Grandparents and parents are digging deeper than ever to send children to college

  • The amount grandparents give is rising faster than inflation
  • Parents prefer to save in cash, despite the higher returns that investing provides

Data shows that grandparents are increasingly contributing to their grandchildren’s education costs. At the same time, education remains the top financial priority for parents in supporting their children.

A quarter of parents said their children’s grandparents contribute to their education costs, with grandparents donating an average of £4,703 a year, according to research by the Association of Investment Companies.

This amount has risen from £2,455 in 2013, which is higher than inflation, which would have increased the amount to £3,337 over that period.

At the same time, 71 per cent of parents contribute to their children’s university fees, amounting to an average of £8,723 per year.

Beyond inflation: The amount grandparents contribute to college costs has increased significantly over the past decade

More than three-quarters of parents in the top three social and economic groups, known as ABC1, contribute to their children’s education, giving an average of £9,626 a year. 59 per cent of lower-income parents in the C2DE category contribute to university costs, giving an average of £5,639 a year.

Nick Britton, director of research at the AIC, said: ‘Millions of parents make huge financial sacrifices to send their children to university, and our research shows that many grandparents are also digging deep into their pockets.’

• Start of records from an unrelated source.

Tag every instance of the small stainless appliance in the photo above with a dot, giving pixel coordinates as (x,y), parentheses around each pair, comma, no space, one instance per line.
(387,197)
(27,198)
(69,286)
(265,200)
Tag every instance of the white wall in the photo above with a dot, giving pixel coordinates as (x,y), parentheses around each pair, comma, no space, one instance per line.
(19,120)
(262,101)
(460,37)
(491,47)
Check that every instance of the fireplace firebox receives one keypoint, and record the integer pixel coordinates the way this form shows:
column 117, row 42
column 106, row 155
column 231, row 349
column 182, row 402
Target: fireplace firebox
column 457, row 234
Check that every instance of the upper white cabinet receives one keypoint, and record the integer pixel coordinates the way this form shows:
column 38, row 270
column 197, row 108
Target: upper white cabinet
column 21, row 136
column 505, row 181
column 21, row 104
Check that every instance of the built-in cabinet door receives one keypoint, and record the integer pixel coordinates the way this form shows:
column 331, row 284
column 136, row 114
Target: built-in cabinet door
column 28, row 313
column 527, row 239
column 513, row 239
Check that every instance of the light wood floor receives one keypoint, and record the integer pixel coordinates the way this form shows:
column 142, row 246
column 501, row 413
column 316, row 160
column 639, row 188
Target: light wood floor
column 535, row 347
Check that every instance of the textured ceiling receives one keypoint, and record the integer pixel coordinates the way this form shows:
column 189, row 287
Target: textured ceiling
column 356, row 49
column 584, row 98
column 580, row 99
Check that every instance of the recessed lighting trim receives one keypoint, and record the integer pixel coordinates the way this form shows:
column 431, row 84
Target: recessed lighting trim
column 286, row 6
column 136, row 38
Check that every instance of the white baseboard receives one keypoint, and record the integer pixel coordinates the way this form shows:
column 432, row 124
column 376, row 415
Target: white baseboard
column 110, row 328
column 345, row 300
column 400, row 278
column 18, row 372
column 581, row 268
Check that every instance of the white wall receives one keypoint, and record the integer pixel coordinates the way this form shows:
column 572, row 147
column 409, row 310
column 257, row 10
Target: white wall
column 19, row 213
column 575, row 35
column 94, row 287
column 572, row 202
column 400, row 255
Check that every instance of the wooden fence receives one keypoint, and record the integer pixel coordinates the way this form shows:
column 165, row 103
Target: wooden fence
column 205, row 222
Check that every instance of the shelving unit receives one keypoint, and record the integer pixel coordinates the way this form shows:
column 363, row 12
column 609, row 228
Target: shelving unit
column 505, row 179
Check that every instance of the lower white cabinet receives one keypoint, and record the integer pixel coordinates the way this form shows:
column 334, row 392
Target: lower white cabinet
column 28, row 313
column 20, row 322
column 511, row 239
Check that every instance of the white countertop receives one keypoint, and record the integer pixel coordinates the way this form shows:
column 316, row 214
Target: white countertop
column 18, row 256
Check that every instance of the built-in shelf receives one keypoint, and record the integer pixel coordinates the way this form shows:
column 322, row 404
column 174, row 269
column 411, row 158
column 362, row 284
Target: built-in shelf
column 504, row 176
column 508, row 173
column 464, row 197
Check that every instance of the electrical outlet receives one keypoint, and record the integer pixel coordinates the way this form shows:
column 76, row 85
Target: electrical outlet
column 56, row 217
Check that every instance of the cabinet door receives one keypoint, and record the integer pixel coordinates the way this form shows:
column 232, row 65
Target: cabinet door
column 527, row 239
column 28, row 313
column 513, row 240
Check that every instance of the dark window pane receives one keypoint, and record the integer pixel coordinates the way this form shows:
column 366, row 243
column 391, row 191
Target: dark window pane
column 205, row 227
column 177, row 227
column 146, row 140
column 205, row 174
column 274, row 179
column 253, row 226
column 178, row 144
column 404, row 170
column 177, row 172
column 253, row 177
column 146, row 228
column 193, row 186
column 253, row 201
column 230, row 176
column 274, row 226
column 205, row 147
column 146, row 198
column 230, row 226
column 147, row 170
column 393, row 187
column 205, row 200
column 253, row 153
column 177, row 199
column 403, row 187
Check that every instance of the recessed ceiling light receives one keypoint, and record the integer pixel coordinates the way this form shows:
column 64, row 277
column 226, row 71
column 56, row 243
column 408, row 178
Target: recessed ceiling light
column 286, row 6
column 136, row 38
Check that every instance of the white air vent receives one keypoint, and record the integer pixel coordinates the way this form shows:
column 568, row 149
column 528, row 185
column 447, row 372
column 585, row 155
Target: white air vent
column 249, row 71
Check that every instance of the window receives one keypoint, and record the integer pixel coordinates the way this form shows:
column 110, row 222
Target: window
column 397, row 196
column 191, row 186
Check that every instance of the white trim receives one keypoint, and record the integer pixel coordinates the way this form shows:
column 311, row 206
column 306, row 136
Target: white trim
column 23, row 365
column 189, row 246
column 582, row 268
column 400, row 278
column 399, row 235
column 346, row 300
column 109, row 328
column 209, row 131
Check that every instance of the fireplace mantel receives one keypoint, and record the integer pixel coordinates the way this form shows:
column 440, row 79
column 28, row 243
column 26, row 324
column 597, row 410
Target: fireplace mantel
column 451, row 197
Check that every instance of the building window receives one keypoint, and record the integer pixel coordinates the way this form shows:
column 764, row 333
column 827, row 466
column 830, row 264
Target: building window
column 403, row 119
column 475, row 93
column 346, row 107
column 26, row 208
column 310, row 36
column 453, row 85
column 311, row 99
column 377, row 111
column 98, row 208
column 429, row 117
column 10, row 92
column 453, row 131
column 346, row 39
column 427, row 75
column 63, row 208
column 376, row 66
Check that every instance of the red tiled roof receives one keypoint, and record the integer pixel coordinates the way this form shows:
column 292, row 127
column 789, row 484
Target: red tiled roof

Nearly half of parents said they prioritize college costs when it comes to financial support for their children. Only a third said a first home is more important, and 10 percent focused on the cost of a first car.

Britton added: ‘It is worrying that more parents are not using the power of the stock market to grow their savings over the long term.

‘Not everyone has the money to put money aside, but those who can usually opt for a savings account instead of a stock market account.

‘And this while most parents realize that an investment in the stock market generally performs better than cash over a ten-year period.’

The data shows that 64 percent of parents use cash as their primary way to save money for their children, while only 16 percent use mutual funds, 15 percent use stocks and 10 percent use funds.

Half of parents use part of their savings for this purpose, while 16 percent of parents use their entire savings to put their children through university.

Although cash is preferred, a majority of parents believe that investing over a ten-year period will provide a better return.

While these parents are right, with the average investment fund returning £2,708 on a £1,000 investment over the past decade, 37 per cent worry there is too much risk involved, while 28 per cent say they don’t have enough money to do so.

More than a fifth indicated that they do not understand anything about investing, or that they have not even thought about investing instead of using a savings account.

Britton said: ‘There are many ways to invest in the stock market, but mutual funds offer diversified, professionally managed exposure to a range of investments and can be a good starting point for investors.

‘An investment of £50 a month in an average investment fund over the past 18 years would earn investors £30,668. That is more than enough to cover the amount the average parent contributes to university in three years.’